© Psychologicalhealingcenter.com
Mayoritas orang di dunia ini memulai dan menjalani hubungan tanpa mengetahui bagaimana caranya. Kita semua pasti mencari alurnya sendiri dan menciptakan kebiasaan sendiri dalam hubungan yang kita jalani. Oleh sebab itu, seringkali kita nggak sadar kalau ada beberapa kebiasaan yang sebenarnya nggak baik untuk diteruskan.
Untungnya, seiring perkembangan zaman, bidang keilmuan juga semakin berkempang. Ilmu psikologi sudah membahas berbagai kelakuan manusia secara ilmiah, termasuk perilaku dalam sebuah hubungan. Seharusnya saat ini kita sudah bisa menjalani hubungan yang lebih logis, nggak sekedar memburu titel romantis.
Dilansir dari markmanson.net (18/01), berikut adalah empat kebiasaan toxic dalam hubungan yang sering dianggap normal.
Kontes adu benar ini sering terjadi pada sebuah argumentasi. Biasanya disebabkan oleh kedua belah pihak dalam hubungan sama-sama keras kepala. Saat nggak ada satu pun pihak yang cukup bijak dan berkepala dingin untuk merunut masalah, maka biasanya yang terjadi adalah saling ungkit kesalahan di masa lalu.
" Gara-gara kamu lama dandan kita jadi telat datang ke acaranya Rina."
" Kayak kamu nggak pernah telat aja. Ingat nggak waktu kita nggak jadi nonton konser One Direction gara-gara kamu salah ambil jalan dan jadi kejebak macet?"
" Tapi kamu...."
" Kamu dulu...."
Dst.
Ketimbang terjebak di obrolan yang melebar dan nggak berujung seperti ini, lebih baik kamu dan pasangan fokus pada sumber permasalahan utama dan mencari penyelesaiannya bersama.

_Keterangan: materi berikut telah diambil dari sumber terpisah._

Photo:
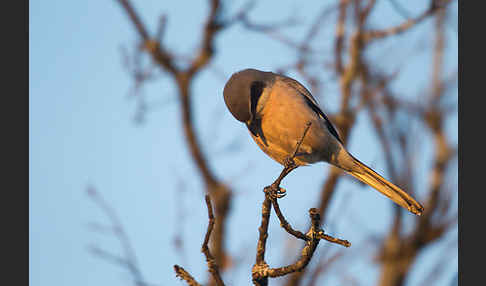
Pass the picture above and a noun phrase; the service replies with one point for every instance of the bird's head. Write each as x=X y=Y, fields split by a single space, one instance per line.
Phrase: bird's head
x=242 y=91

Anggapan 'pasangan sejati akan saling memahami' agaknya sudah diartikan terlalu luas. Makna ungkapan tersebut dianggap sebagai tanda kalau pasangan akan selalu bisa menangkap segala keinginanmu tanpa kamu harus mengungkapkannya. Padahal, sesungguhnya pasanganmu bukanlah cenayang yang lahir dengan talenta menebak keinginan seseorang berdasarkan gelagatnya.
Memang, ketika pasangan bisa melakukan sesuatu yang kamu inginkan tanpa harus kamu bilang rasanya sangat senang sekali. Namun keberhasilan kejadian tersebut adalah 1:1000. Ketimbang selalu berharap pasangan bisa menebak kodemu yang berujung pada rusaknya mood, ada baiknya kamu dan pasangan menerapkan prinsip keterbukaan. Kalau ingin A katakan A. Komunikasi seperti ini cenderung lebih efektif dan nggak rawan konflik.
Memang kata 'putus' adalah kata yang dihindari dalam suatu hubungan. Nggak ada satu pasangan pun yang berharap ada kata tersebut sebagai pengakhir hubungan. Meski begitu, bukan berarti kamu bisa memanfaatkan kata 'putus' ini sebagai senjata untuk mengkritisi atau mengancam pasanganmu.
Kata 'putus' mulai salah digunakan saat kamu mengatakan, misalnya, " Aku nggak bisa bersama orang yang kalau pakai sepatu nggak pakai kaos kaki" . Padahal kamu sebenarnya bisa mengkritik dia secara langsung dengan " Kamu kalau pakai sepatu di dalamnya pakai kaos kaki dulu, dong" .
Kata 'putus' ada kata yang punya kesakralan layaknya ajakan untuk menjalin hubungan. Oleh karena itu, jangan gunakan di momen yang nggak sehrusnya.
Katakanlah kamu sedang menjalani hari yang buruk. Lalu di akhir hari, kamu punya kesempatan untuk bertemu atau sekedar berkomunikasi dengan pasanganmu. Pada saat itulah kamu lampiaskan segala emosi atas hal-hal yang menimpamu hari itu pada pasangan.
Kebiasaan seperti ini terhitung toxic karena menunjukkan keegoisanmu. Kamu melampiaskan emosi karena harimu yang buruk pada seseorang yang nggak tau apa-apa dan nggak layak menerima hal tersebut. Lagipula, saat kamu merasa harimu buruk, belum tentu hari pasanganmu lebih baik kan?
Kamu bisa menceritakan bagaimana jalannya harimu pada pasangan ketimbang sekedar marah-marah nggak jelas. Pasanganmu akan bisa lebih mengetahui tentang kondisimu. Kemungkinan untuk kamu menjadi lebih tenang juga terbuka lebar. Kalaupun kamu nggak bisa langsung bercerita, kamu bisa minta waktu sejenak untuk menstabilkan emosimu sendiri.